善か悪かで物事を裁断してしまうのは、あまりに早急というか、短絡的ではないかと常々思う。人間という存在は、そう簡単に白黒はっきりするものではないからだ。その割合には個人差があるにしろ、誰しも善き部分と悪しき部分とを併せ持っている。
あるいは少し発想を転換してみる。善か悪かの二項対立は、そもそもどちらか一方だけでは成立しない。悪があってこそ善が必要になるし、逆に必要悪なんて言葉もある。ぼくらは物語の中にヒーローを求めるが、完全無欠な善玉キャラが単に強いだけだとちょっと物足りなく感じはしないか。たとえスーパー・ヒーローであっても、弱い部分があり、一歩間違えば悪に傾きかねないストラッグルに真のドラマは生じる。

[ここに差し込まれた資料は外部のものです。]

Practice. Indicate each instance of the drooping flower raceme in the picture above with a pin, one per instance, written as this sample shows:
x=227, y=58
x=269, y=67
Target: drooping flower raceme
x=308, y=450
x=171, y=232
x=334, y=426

映画の世界では、ちょっとニヒルでアナーキーな善玉をアンチ・ヒーローと呼ぶ。アニメーションでは善玉に対する悪漢をヴィランズと呼んだりする。内心、ヒーローよりヴィランズの方が魅力的に思ったりもする。ヴィランズに響きが似ているヴィジランテというものまである。ヴィジランテとは何か。それは、自警団を意味する。法の下では裁けない相手に自らの手で制裁する。彼らは完全に犯罪者だが、善と悪を超越した世直しヒーローとも呼べないないだろうか?